Parking fee plans at War Memorial Park scrapped by Coventry council after backlash - The Coventry Observer

Parking fee plans at War Memorial Park scrapped by Coventry council after backlash

Coventry Editorial 13th Feb, 2024   0

PLANS to introduce car parking charges at Coventry’s War Memorial Park as part of mooted proposals to address the city council’s cash crisis have been scrapped after intense backlash from campaigners.

Over 3,500 people signed a petition calling for the cash-strapped authority not to follow through with proposals to introduce charging for the first three hours of parking at the iconic city park.

This follows an eight-week consultation in which the council sought views on over 30 proposals to either save money or generate more income.

This year’s budget consultation saw a nearly 200 per cent increase in people and organisations taking part.

The Friends of War Memorial Park claimed the plans were ‘counterproductive’ and accused the council of ‘trying to have its cake and eat it.’

Coun Ant Tucker, who has been among those opposing the plans, expressed his delight at the council’s U-turn and said it wouldn’t have been possible without Coventrians’ support.

Council chiefs claim they need to save around £20million to set a balanced budget for the upcoming financial year.

In recent months the authority has warned if this predicament is not addressed by the government, it may have to issue a Section 114, effectively declaring itself bankrupt.

Finance chiefs have also amended its original proposal which will now mean 70 per cent of city streetlights could be turned off overnight, down from 100 per cent.

The draft 2024/25 budget, which will be considered at Tuesday’s full council meeting, also recommends increasing Council Tax levels to 4.99 per cent, a figure in line with most other local authorities.

Councillors are recommended to approve proposals, which includes introducing charges for the collection of garden waste from April and increasing weekday city centre car parking prices – the first rise since 2017.

The council’s finance chief Coun Richard Brown said: “The decisions which needed to be made are tough.

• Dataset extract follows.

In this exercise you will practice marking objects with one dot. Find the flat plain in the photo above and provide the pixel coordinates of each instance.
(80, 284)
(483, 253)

“At a time when years of underfunding for councils is coming home to roost, we have worked incredibly hard to keep those cuts away from our residents as much as we can.

“But the reality is we can only go so far.

“If we don’t get a more sustainable solution from ministers, we will be facing even harder decisions next year.”

Levelling Up Secretary Michael Gove said the government recognised councils were facing challenging times.

The provisional local government finance settlement he announced in December makes almost £4billion of funding available for councils in England in 2024 to 2025, a 6.5 per cent increase on this financial year.